É assim razoável que as gerações X e milenar desejem um novo quadro geopolítico para os seus futuros. Um quadro que não se esgote como mera bandeira na lapela da nova “Aliança das Democracias” americana. Que se emancipe de reedições do plano Marshall ou das rotas da seda – ou de caminhos marítimos para a Índia. Livre de qualquer tentativa que ressuscite o antigo sistema de estados tributários do Império do Meio. Que nos prepare para quando outros voltarem a fazer pivots para a Ásia ou para quando mostrarem a verdadeira face da “política externa para a classe média” (“América Primeiro” 2.0?). Que se expanda para além de alianças datadas no Atlântico Norte, olhando mais para o Mediterrâneo Oriental ou para o Atlântico sul. E que apoie a coligação Quad no indo-pacífico – onde a UE tem regiões ultraperiféricas, e onde territórios ultramarinos franceses elegem eurodeputados.
Assim, livres de fatalismo e de cinismo, com pequenos passos, e com dificuldades e penitência, poderemos continuar a construir algo de inédito na história da humanidade: a superação lenta de tribalismos, em nome de valores comuns e cosmopolitas, liderados pelos melhores de nós, em comunidade, sempre tendo presente os valores que criámos e demos ao mundo, como europeus, também às custas de uma história sangrenta, colonizadora, exploradora e opressora, dentro e fora do continente.

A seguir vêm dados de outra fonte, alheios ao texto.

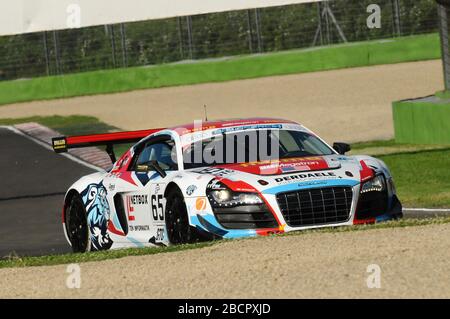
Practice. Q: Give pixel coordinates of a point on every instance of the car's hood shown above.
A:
(285, 166)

Portugal está a tempo de, ainda no contexto da Presidência do Conselho, ou fora dela, acelerar o envolvimento dos processos democráticos em tal debate com o objetivo de redefinir a sua própria política externa. Este processo pode implicar sacrifícios de alianças históricas, o abandono de prioridades de sempre, assim como o assumir de novas responsabilidades em novas subsidiariedades. Seja como for, não promover de todo tal debate contribuirá apenas para minar o sucesso da AEUE; e a felicidade e a prosperidade das mais novas gerações de europeus estão dependentes do sucesso da mesma. A AEUE oferece-nos um renovado quadro moral, e realista, que confere maior certeza, segurança e coerência institucional ao cidadão da UE.
A AEUE definirá o resto das vidas daqueles nascidos depois de 1970, menos socializados pelos amanhãs que cantam, podendo e devendo constituir-se como missão geracional. Por todas estas razões, garantir o sucesso da AEUE, em nome da pluralidade e da diversidade, é uma missão de vida para as gerações X e milenar; tal como ganhar a II Guerra Mundial, em nome da liberdade, ou promover primaveras políticas pela Europa, em nome da igualdade, o foi para as gerações anteriores. É o nosso tempo.